Der Charmeur mit goldener Stimme
Karel Gott wird am Montag 75. Mit Liedern wie „Biene Maja“ hat der Schlagersänger seit Jahrzehnten Erfolg.
Prag. Für seine Fans ist er einfach nur der „Meister“: Seit mehr als fünf Jahrzehnten begeistert der Tenor Karel Gott seine Zuhörer mit immer wieder neuen Ohrwürmern. An „Bei uns war immer Babicka“ erinnern sich die Großeltern. In „kleine, freche, schlaue Maja“ stimmt die mittlere Generation ein. Und die ganz Jungen denken unweigerlich an Gotts Duett mit Rapper Bushido. Am Montag feiert Karel Gott seinen 75. Geburtstag.
Das heißt, eigentlich hat Gott — er heißt wirklich so — sogar schon am Wochenende vorgefeiert. Auf dem Pferdegestüt und Bauernhof-Ressort „Storchennest“ des tschechischen Finanzministers Andrej Babis empfing er im kleinen Kreis Familie und engste Freunde aus dem Showbusiness. „Karel hat nur gestrahlt“, sagte der Regisseur Jiri Adamec.
„Von einer großen Feierlichkeit kann keine Rede sein, denn 75 zu werden ist kein besonderes Verdienst“, hatte der Sänger vor einigen Tagen schon gesagt. Und für Herbst plant er eine große Tournee, die ihn in zehn tschechische und slowakische Städte führt.
Dass aus dem Elektrotechnik-Lehrling von einst ein Weltstar des Schlagers werden würde, der Konzerte von Moskau bis New York gibt, war nicht vorgezeichnet. Er hätte auch Maler werden können, bestand aber die Aufnahmeprüfung an der Kunstakademie nicht. Dann hatte er Glück, als der russische Tenor Konstantin Karenin in Prag sein Lehrer wurde. Der brachte Gott nicht nur die Kunst des Belcanto bei, sondern tolerierte auch seine Popambitionen.
Stark beeindruckte den jungen Gott dann ein Gastspiel in Las Vegas, dem Mekka der Unterhaltungsbranche. Er lernte von den ganz Großen wie Frank Sinatra vor allem eines: Disziplin. „Es gibt nur ein einziges ,Attest’, das die Absage eines Konzerts berechtigt: die Sterbeurkunde“, merkt sich der junge Gott.
Er bekam Angebote, in Amerika zu bleiben. „Ich entschied mich aber, meinem europäischen Publikum treu zu bleiben, das mich geprägt hat, mich nie verraten hat und auf das ich mich verlassen kann“, erklärt Gott. Bereut habe er das nie.

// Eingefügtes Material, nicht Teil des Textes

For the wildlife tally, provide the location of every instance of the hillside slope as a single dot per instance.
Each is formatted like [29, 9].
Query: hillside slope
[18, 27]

Der Erfolg kam Schlag auf Schlag: Mit dem Udo-Jürgens-Lied „Tausend Fenster“ trat er 1968 im Eurovision-Songcontest für Österreich an (Platz 13). Dann wurde das Album „Die goldene Stimme aus Prag“ Nummer eins in Deutschland. Es folgten Goldene Schallplatten 1979 für „Triumph der goldenen Stimme“ und 2010 für „Für immer jung“.
Kritiker halten Gott seine Karriere in der Zeit des Sozialismus vor. Er unterzeichnete die „Anticharta“, die sich gegen die Bürgerrechtsbewegung richtete. Doch er war es auch, der bei der friedlichen Wende vor 25 Jahren mit den Demonstranten auf dem Wenzelsplatz in die Nationalhymne einstimmte.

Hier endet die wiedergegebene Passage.